Labour attacks three years of economic failure as cost-of-living crisis continues across Britain

Labour attacks three years of economic failure as cost-of-living crisis continues across Britain

Labour will today attack the government’s economic policies for failing on their own terms as the party highlights the growing cost-of-living crisis across Britain. A week before the Autumn Statement, Labour will use an Opposition Day Debate to say that on living standards, economic growth and the deficit, the government has failed to meet the goals they set in 2010. And with prices still rising faster than wages, Labour will highlight figures showing that average earnings have fallen in real terms in every part of the UK since 2010. London, Yorkshire and the Humber, the North West, Wales and the East of England have seen the biggest falls.  Chris Leslie MP, Labour’s Shadow Chief Secretary to the Treasury, said: “On every economic test David Cameron and George Osborne set themselves three years ago they have failed.

“Far from delivering rising living standards, working people are now over £1600 a year worse off under this government.

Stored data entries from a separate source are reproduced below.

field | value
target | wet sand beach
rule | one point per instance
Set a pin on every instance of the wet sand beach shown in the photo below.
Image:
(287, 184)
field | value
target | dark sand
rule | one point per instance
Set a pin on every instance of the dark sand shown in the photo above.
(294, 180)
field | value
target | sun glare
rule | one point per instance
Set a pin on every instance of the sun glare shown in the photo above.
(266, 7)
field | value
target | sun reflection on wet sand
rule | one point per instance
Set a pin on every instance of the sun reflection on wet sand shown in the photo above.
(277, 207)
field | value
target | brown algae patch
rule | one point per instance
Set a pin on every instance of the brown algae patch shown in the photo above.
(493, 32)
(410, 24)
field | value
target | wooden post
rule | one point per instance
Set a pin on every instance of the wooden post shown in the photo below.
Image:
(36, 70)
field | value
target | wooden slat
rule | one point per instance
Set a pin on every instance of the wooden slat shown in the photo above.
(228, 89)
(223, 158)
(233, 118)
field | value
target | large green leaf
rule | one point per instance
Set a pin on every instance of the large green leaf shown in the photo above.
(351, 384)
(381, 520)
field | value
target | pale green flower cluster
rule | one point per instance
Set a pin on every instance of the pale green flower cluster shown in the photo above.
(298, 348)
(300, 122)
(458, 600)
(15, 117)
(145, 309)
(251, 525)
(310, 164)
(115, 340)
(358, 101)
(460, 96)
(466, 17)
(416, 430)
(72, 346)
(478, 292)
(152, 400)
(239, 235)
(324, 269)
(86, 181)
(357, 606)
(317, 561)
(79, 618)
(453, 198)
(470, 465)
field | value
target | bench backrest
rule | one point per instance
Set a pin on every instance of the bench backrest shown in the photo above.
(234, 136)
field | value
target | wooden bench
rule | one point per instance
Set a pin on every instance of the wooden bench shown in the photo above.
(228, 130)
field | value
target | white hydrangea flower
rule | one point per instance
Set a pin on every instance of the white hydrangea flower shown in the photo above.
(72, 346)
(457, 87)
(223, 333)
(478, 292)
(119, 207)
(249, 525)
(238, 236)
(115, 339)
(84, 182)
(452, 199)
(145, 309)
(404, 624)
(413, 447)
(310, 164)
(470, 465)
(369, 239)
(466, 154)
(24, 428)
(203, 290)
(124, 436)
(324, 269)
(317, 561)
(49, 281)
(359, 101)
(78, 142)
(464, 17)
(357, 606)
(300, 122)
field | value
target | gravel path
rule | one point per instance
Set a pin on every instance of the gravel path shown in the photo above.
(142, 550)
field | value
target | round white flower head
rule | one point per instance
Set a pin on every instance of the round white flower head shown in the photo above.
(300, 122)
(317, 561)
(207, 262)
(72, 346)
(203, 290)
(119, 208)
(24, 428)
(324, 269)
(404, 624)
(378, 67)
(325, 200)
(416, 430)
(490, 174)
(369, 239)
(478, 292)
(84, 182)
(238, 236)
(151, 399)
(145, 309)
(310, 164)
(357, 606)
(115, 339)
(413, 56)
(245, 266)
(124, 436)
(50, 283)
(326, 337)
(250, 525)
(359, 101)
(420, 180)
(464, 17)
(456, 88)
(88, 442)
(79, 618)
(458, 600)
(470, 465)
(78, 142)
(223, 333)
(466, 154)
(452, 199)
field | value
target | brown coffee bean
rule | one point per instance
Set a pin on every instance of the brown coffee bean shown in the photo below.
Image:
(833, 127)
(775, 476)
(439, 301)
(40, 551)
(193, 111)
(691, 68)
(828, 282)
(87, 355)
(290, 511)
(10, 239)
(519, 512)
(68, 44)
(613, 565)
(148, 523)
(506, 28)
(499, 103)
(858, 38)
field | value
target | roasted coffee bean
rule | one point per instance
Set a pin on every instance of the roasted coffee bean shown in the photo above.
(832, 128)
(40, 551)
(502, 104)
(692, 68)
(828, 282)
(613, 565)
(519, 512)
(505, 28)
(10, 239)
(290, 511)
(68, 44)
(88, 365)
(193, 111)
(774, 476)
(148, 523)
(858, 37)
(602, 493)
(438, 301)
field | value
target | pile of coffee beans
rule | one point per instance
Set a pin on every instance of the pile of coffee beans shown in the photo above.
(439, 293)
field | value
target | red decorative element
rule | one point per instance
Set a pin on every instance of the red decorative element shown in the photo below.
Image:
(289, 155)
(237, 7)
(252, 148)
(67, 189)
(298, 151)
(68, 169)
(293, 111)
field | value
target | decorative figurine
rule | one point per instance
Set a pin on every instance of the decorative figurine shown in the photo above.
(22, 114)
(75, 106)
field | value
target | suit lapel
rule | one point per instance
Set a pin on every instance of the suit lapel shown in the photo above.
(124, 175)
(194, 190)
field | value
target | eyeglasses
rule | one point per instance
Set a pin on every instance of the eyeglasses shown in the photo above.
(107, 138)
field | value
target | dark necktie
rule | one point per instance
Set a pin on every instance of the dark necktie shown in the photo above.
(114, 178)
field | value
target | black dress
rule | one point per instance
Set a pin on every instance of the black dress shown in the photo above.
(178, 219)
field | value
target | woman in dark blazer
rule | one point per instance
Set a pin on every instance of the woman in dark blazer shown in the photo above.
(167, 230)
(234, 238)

“Instead of securing the recovery in 2010 we’ve had three damaging years of flatlining. And we’ll need 1.5 per cent growth every quarter between now and the election simply to catch up all the lost ground since 2010. “David Cameron’s pledge to balance the books by 2015 looks set to be broken because we’ve had the slowest recovery for 100 years. In fact, this government has now borrowed more in just three years than the last government did over 13 years. “And as for being all in this together, the average working person has been left worse off while people earning over £150,000 have got a huge tax cut” Chris Leslie MP added: “It’s about time we had some more positive forecasts, which we should get next week. But the last three years of flatlining and failure mean George Osborne’s plan is still totally off track compared to what he promised in 2010. “And it’s ordinary working people, who are still seeing prices rising faster than wages, who are carrying the cost of this failure. “For most families this is still no recovery at all. That’s why we need action in the Autumn Statement to tackle the cost-of-living crisis and ensure economic recovery delivers rising living standards for all, is balanced and built to last.”